The senior republican arrested over the murder of Robert McCartney today denied ordering the fatal attack.

Gerard "Jock" Davison, who was later released without charge, admitted being in Magennis's bar in Belfast when the row that led to the murder broke out, but claimed he is "as much a victim of circumstances as everybody else".

In an interview with Daily Ireland, Mr Davison said he believes the intimidation of witnesses to the murder is "non-existent".

The republican said he had personally told witnesses to give statements to the same solicitor he has instructed in the case.

Mr Davison said he had called into Magennis's bar on January 30 and was approached by "a member" who said that men at a table which included Robert McCartney had been making rude gestures to women.

Mr Davison said he approached Robert McCartney, a former neighbour of his, and "sorted it out in a couple of seconds".

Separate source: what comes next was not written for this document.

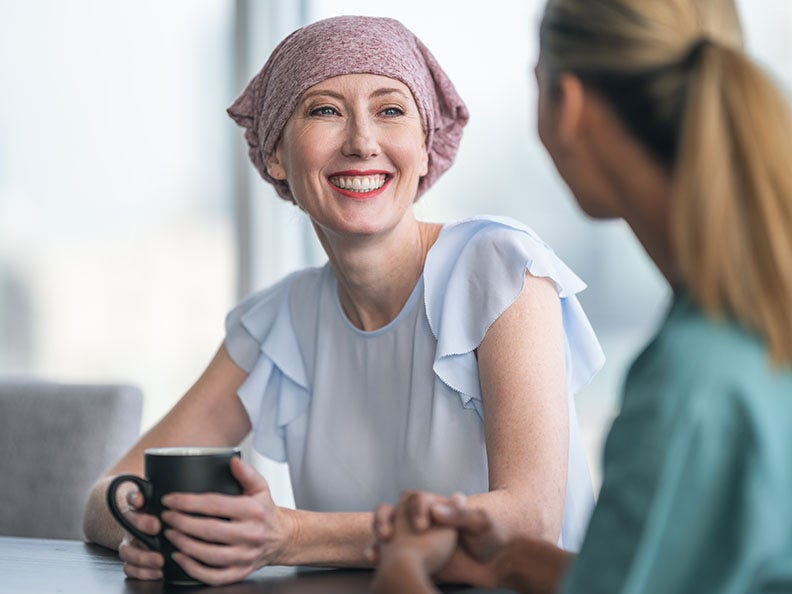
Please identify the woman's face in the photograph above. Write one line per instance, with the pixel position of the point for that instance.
(569, 144)
(353, 152)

He said another man he did not know then "verbally attacked me" and stabbed him three times .

"I defended myself and that was my sole role in the whole affair," he said.

He said he was treated for three hand wounds in the bar and then brought to hospital. He said he was "nowhere near" Market Street, where the worst part of the assault on Robert McCartney and Brendan Devine, who was seriously injured, took place a few moments later.

Mr Davison said he was already at the Royal Victoria Hospital when Robert McCartney and Brendan Devine were brought in "maybe 20 minutes, half an hour after me".

The interview was published as Prime Minister Tony Blair and Taoiseach Bertie Ahern were preparing to meet in Downing Street.

It follows Irish Justice Minister Michael McDowell's claim that the IRA has never planned to wind up its activities, but intended to continue to exist as "gendarmerie" for Sinn Fein.

During the interview with Daily Ireland editor Maria McCourt, Mr Davison refused to answer questions about whether he has been dismissed from the IRA or if he is the senior republican described in last week's IRA statement on the murder.

Several accounts of the row in Magennis's bar said a senior IRA member drew his finger across his throat in a gesture to other IRA members in the bar.

But he denied ordering the attack or playing any other role.

"I would like to get somebody to stand over that," he said.

"I totally refute that, it's actually an insult to say that I was . . . even that implication, that you ordered somebody to kill a man.

"I'm from the Short Strand, he's a neighbour of mine, he's a member of my community.

"There's not a snowball's chance in hell that I would even involve myself in an incident like that. I totally refute that allegation, it's wrong, it's unfair on me."

He added: "I sorted out the problem with Robert McCartney in seconds and I was attacked by a thug so I'm as much a victim of circumstances as everybody else."

Mr Davison said he has met members of the McCartney's extended family and would like to meet Mr McCartney's closest relatives.

Mr Davison denied knowing about the clean-up operation in the bar by IRA members, when tape from a security camera was stolen.

He said he did not believe witnesses had been intimidated.